BRASÍLIA – O Supremo Tribunal Federal (STF) retoma nesta quarta-feira (4) o julgamento que discute a constitucionalidade do artigo 19 do Marco Civil da Internet. O dispositivo determina que plataformas digitais só podem ser responsabilizadas por conteúdos publicados por terceiros mediante ordem judicial.
A decisão da Corte pode mudar a forma como as redes sociais operam no Brasil.
A retomada ocorre após o ministro André Mendonça devolver o processo à pauta, encerrando o prazo regimental de 90 dias úteis desde seu pedido de vista, feito dois dias antes do recesso judicial, em 18 dezembro de 2024. A análise do caso havia sido suspensa quando Mendonça afirmou precisar de mais tempo para avaliar os impactos jurídicos e sociais da matéria e retoma com o voto dele.
Liberdade de expressão e responsabilidade das plataformas no centro do debate
O julgamento envolve dois recursos extraordinários (RE 1037396 e RE 1057258) que tratam da retirada de conteúdos ofensivos da internet. O ponto central é se empresas como Google, Meta e X podem ser obrigadas a excluir postagens com base apenas em notificação extrajudicial – ou se a remoção deve ocorrer exclusivamente por ordem judicial.
Os relatores de cada um dos recursos, ministros Dias Toffoli e Luiz Fux, já votaram pela inconstitucionalidade do artigo 19. Ambos defenderam que a proteção ampla oferecida às plataformas, sem responsabilização prévia, compromete o combate à desinformação e a garantia de direitos fundamentais.
O presidente do Supremo, Luís Roberto Barroso, antecipou seu voto e defendeu que a norma é parcialmente inconstitucional, propondo três frentes de regulação: remoção por ordem judicial, remoção por notificação extrajudicial e dever geral de cuidado das plataformas.
Barroso manteve a exigência de ordem judicial para remoções em casos de crimes contra a honra e ilícitos civis, mas defendeu que, para crimes graves – como pornografia infantil, terrorismo, tráfico de pessoas e incitação ao suicídio – , a simples notificação deve ser suficiente. Segundo ele, as plataformas têm o dever de prevenir a circulação desses conteúdos, podendo ser responsabilizadas por falhas sistêmicas.
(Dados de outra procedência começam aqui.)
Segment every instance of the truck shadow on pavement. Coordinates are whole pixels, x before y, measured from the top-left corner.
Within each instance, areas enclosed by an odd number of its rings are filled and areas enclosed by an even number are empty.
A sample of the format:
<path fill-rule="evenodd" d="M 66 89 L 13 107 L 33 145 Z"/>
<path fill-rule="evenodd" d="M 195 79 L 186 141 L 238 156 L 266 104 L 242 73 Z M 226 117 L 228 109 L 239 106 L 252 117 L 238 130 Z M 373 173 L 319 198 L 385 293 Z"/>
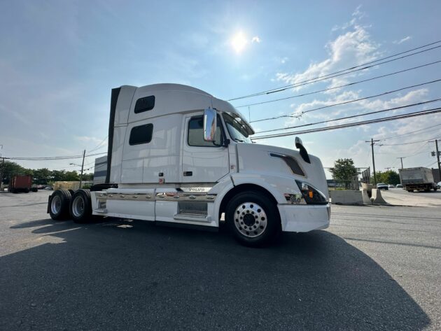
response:
<path fill-rule="evenodd" d="M 54 244 L 0 258 L 1 330 L 422 330 L 379 265 L 326 231 L 262 249 L 220 233 L 38 220 Z"/>

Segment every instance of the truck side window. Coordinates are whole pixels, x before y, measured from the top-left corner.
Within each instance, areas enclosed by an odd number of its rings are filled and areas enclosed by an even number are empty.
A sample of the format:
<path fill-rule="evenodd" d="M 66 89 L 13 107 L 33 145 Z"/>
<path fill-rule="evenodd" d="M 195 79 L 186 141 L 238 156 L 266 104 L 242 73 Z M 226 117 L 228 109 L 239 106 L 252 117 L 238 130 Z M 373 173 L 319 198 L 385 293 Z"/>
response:
<path fill-rule="evenodd" d="M 136 100 L 134 112 L 137 114 L 143 111 L 151 111 L 153 107 L 155 107 L 155 96 L 150 95 Z"/>
<path fill-rule="evenodd" d="M 220 118 L 218 116 L 216 130 L 216 140 L 213 142 L 204 140 L 204 122 L 203 115 L 195 116 L 188 121 L 188 143 L 190 146 L 200 147 L 219 147 L 222 144 L 222 127 Z"/>
<path fill-rule="evenodd" d="M 150 143 L 153 134 L 153 125 L 145 124 L 134 127 L 130 131 L 130 145 L 139 145 L 140 143 Z"/>

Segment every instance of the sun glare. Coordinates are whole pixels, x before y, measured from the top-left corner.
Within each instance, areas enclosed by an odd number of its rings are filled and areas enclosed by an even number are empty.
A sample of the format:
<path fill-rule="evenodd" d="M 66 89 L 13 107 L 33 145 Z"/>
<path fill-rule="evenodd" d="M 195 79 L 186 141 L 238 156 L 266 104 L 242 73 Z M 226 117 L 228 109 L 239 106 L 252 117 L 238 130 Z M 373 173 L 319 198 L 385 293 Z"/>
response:
<path fill-rule="evenodd" d="M 237 32 L 231 39 L 231 45 L 237 53 L 241 52 L 247 43 L 246 37 L 241 31 Z"/>

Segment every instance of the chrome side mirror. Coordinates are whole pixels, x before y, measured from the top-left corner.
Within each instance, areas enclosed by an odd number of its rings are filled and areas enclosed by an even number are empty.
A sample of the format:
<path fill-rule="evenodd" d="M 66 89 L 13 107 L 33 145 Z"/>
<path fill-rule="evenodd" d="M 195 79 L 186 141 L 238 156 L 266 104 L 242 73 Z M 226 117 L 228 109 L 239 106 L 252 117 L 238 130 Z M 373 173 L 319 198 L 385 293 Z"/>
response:
<path fill-rule="evenodd" d="M 217 126 L 216 113 L 214 109 L 204 111 L 204 140 L 214 141 L 216 140 L 216 128 Z"/>
<path fill-rule="evenodd" d="M 295 147 L 299 149 L 299 151 L 300 152 L 300 156 L 302 157 L 303 160 L 307 163 L 311 163 L 311 160 L 309 159 L 309 155 L 308 155 L 308 152 L 307 152 L 306 148 L 303 146 L 302 139 L 300 139 L 298 136 L 295 137 Z"/>

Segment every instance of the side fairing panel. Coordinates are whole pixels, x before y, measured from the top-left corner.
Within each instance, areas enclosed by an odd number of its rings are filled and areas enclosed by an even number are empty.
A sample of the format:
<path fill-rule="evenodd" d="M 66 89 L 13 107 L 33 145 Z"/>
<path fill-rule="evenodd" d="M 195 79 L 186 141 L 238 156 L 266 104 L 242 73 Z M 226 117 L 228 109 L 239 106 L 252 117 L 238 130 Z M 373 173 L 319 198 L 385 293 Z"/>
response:
<path fill-rule="evenodd" d="M 129 120 L 129 111 L 132 105 L 132 100 L 136 87 L 134 86 L 121 86 L 121 90 L 116 104 L 116 111 L 115 112 L 114 125 L 120 125 L 127 124 Z"/>
<path fill-rule="evenodd" d="M 121 183 L 122 150 L 126 129 L 126 126 L 116 127 L 113 129 L 113 143 L 110 174 L 111 183 Z"/>

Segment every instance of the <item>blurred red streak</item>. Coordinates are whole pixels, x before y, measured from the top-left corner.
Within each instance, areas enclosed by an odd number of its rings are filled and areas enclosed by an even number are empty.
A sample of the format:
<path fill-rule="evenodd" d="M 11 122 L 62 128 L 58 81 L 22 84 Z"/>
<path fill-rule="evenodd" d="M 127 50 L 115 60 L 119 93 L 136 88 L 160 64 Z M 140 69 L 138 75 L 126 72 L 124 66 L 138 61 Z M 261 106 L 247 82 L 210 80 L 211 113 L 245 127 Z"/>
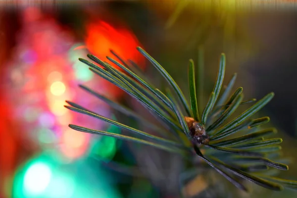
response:
<path fill-rule="evenodd" d="M 115 68 L 119 68 L 109 61 L 106 56 L 109 56 L 119 62 L 110 51 L 113 50 L 125 61 L 131 59 L 144 68 L 144 57 L 136 50 L 140 46 L 134 34 L 127 28 L 115 28 L 100 20 L 89 23 L 86 26 L 85 43 L 88 50 L 103 61 L 109 63 Z M 115 97 L 120 97 L 123 91 L 108 83 L 112 87 Z"/>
O voto também presume responsabilidade das empresas em casos de conteúdo impulsionado, se não tomarem medidas após aprovação da publicidade, e prevê obrigações adicionais como canais de denúncia, transparência e devido processo.
Barroso prioriza julgamento antes de deixar presidência do STF
O processo tem alta prioridade na gestão de Barroso, que pretende concluir temas de grande repercussão até o fim de seu mandato na presidência, em outubro. Segundo interlocutores, o ministro vê no julgamento uma oportunidade de estabelecer um marco jurídico mais eficaz para a internet brasileira, num cenário em que o discurso de ódio e a disseminação de fake news ganham cada vez mais espaço on-line.
O artigo 19 é considerado o principal pilar da atual legislação sobre internet no Brasil, criado com a intenção de proteger a liberdade de expressão nas redes. Contudo, seus críticos afirmam que a regra acabou favorecendo a impunidade e dificultando a responsabilização por abusos.